Homeowners may not give it much thought, but there's a lot that goes into the process of providing power to your home. Each time you flip a light switch, you're tapping into a massive and complex power grid.
Transformers near your home reduce high voltage current to the 110-220-volt lines used in homes, while an electric meter records the amount of power drawn into your home. Those are just two of many important components used to keep your lights on and appliances running.
How do circuit breakers work?
Perhaps the most important safety feature in household electrical systems is the circuit breaker, which instantly cuts off power when there is an overload.
In modern homes, a circuit breaker panel (often called the breaker box) can be found in the basement or in a utility closet. Each individual breaker switch inside the box is connected to the wires going to specific rooms of the house. If there is a major energy-using appliance such as an electric water heater, it may have a single breaker switch devoted to it.
Old-style plug fuses contained a tiny strip of metal so thin it would melt away if too much electricity passed through it. The smaller the fuse amperage rating, the thinner the metal strip. The old screw-in fuses were risky because they were all the same size and homeowners were tempted to put in a stronger fuse than the circuit was designed for.
Modern circuit breaker switches work the same way, except that the switch is not damaged in the process. Instead of buying a new fuse, one only needs to reset the breaker.
How to reset a circuit breaker
Usually, when a breaker shuts itself off, the cause is apparent. Whatever appliance you just turned on before the outage is probably the one that overloaded the circuit.
Appliances can cause a sharp enough amperage spike to trip the breaker. Another common cause, which may be harder to identify, is when the air conditioner kicks on while you have other appliances running on the same circuit.
When the electricity suddenly goes out for only a portion of the house, this nearly always means a circuit breaker has tripped because of a surge in amperage required in the circuit. Before going to the breaker box, first turn off the appliances that were running in the rooms where the power has gone out.
Then take a flashlight and go examine the rows of breakers in the panel. It should be easy to spot the one that tripped because it will be out of line with the other switches. Turn it all the way off, then back on and wait to see if it stays on. If so, head back upstairs to see if the power is back on. Test it by turning the appliances back on.
What you should never do
In the days of screw-in plug fuses, people sometimes would replace a 15-amp with a 20-amp fuse in order to make it less prone to going out. This was a very dangerous practice because in increased the likelihood of an electrical fire. An even more dangerous practice was putting a penny in the fuse opening to bridge the contacts instead of a fuse. This meant the fuse would never go out, but left the house with zero protection against an electrical fire. Many homes burned down because of this.

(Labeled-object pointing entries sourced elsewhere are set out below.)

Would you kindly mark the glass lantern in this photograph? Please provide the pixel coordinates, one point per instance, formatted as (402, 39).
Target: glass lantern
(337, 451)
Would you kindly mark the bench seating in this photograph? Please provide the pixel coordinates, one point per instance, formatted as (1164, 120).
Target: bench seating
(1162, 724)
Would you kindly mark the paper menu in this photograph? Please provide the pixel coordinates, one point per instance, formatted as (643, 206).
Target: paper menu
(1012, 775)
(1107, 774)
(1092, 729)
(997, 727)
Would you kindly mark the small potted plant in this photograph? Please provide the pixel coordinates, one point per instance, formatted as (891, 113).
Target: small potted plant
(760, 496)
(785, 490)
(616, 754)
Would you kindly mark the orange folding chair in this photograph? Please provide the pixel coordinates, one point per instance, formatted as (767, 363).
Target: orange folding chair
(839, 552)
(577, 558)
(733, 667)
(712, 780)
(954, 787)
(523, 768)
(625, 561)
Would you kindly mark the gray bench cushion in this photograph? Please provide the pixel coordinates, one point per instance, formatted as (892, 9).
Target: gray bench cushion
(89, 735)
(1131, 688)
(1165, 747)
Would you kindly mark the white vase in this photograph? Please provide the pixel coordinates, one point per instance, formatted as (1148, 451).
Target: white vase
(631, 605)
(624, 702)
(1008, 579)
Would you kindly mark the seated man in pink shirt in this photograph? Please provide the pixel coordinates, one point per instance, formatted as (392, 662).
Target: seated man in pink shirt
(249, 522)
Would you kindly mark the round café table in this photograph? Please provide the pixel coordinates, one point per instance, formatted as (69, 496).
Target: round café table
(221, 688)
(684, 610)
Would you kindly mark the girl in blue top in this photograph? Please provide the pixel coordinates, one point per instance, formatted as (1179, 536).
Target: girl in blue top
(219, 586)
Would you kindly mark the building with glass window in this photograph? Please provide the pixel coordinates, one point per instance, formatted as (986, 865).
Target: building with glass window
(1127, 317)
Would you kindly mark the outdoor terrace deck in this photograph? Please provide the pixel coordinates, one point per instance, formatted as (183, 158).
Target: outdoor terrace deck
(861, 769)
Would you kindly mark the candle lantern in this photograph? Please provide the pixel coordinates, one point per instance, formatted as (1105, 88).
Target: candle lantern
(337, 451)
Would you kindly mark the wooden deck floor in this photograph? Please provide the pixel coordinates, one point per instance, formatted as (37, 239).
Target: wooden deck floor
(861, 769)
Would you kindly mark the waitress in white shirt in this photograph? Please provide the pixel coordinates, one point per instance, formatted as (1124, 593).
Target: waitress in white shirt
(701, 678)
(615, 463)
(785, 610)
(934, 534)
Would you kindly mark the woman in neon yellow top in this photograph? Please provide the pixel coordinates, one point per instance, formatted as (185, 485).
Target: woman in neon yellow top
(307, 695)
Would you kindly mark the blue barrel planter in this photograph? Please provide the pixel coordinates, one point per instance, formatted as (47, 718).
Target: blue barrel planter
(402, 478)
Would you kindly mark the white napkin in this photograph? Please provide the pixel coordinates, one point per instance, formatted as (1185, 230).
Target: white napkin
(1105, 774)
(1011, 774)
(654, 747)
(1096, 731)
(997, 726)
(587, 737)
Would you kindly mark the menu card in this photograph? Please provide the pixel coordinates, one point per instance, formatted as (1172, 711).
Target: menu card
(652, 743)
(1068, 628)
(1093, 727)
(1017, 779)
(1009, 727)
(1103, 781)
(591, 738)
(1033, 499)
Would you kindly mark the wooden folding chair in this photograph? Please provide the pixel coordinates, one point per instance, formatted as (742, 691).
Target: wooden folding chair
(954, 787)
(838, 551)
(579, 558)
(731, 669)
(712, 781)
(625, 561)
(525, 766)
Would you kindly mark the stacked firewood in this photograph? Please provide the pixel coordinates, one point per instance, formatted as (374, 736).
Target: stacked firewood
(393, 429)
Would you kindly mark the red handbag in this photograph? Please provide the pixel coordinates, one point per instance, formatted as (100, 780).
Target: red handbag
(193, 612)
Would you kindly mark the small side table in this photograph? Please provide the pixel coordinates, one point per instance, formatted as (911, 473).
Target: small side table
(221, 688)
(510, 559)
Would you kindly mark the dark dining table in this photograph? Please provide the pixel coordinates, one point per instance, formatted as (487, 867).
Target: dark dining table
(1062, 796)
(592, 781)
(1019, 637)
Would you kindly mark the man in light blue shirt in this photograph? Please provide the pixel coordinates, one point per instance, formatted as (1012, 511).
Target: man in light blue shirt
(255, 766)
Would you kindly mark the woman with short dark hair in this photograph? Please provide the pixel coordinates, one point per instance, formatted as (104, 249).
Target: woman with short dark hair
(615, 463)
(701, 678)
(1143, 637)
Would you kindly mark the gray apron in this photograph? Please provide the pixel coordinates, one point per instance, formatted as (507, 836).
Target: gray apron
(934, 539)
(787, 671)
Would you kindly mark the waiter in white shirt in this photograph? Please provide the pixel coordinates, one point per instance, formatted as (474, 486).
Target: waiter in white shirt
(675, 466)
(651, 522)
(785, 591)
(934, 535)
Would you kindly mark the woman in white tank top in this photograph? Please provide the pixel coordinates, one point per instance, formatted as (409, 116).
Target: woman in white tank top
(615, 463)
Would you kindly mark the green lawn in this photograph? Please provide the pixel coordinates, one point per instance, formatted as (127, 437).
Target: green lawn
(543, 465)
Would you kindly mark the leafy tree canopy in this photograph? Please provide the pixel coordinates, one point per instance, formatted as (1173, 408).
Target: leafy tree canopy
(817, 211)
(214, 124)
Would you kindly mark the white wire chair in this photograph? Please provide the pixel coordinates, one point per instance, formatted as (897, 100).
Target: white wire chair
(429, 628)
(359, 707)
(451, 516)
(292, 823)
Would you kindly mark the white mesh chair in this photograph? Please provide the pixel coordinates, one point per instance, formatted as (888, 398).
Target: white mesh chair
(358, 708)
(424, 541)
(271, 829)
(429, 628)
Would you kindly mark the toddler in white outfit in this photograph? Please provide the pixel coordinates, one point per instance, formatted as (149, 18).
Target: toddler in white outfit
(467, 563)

Today, it's not so easy to circumvent the purpose of breaker settings. If you have a breaker that repeatedly trips, contact an electrician to diagnose the cause.
What is a GFCI outlet?
GFCI stands for "ground fault circuit interrupter," which is a standard outlet that also includes a built-in circuit breaker.
Electricity always seeks the easiest route to the ground, so the term "ground fault" means any time the electric current departs from its intended flow. Water conducts electricity more easily than wire, so if an outlet gets splashed with water, the current might change directions and follow the water to the ground, possibly going through you on the way.
This is why GFCI outlets are often installed in kitchens and bathrooms. As with all circuit breakers, the GFCI breaker is designed to instantly interrupt the flow of electricity in order to protect against electrical shock.
GFCI outlets look just like their traditional counterparts, except they have two small buttons at the center. One is labeled "test" and the other "reset."
Testing a GFCI:
GFCI outlets should be tested regularly to confirm they are working correctly. To test the outlet, plug in a lamp and push the test button. If it's working, the lamp will shut off and the red reset button will pop out slightly. Push the reset button back in and the lamp should come back on.
Hidden GFCI breakers
There are different types of GFCI mechanisms and some of them can also interrupt the power going to other outlets which are not themselves GFCI. So when an ordinary-looking outlet loses its power, one thing to do is to locate any nearby GFCI outlets (some may be in other rooms or even on another floor) which may be on the same circuit as the outage.
And don't forget that many appliances and even extension cords and Christmas light strands have little fuses or GFCI trips built into them. This is all for your safety, but can sometimes drive you crazy trying to find them.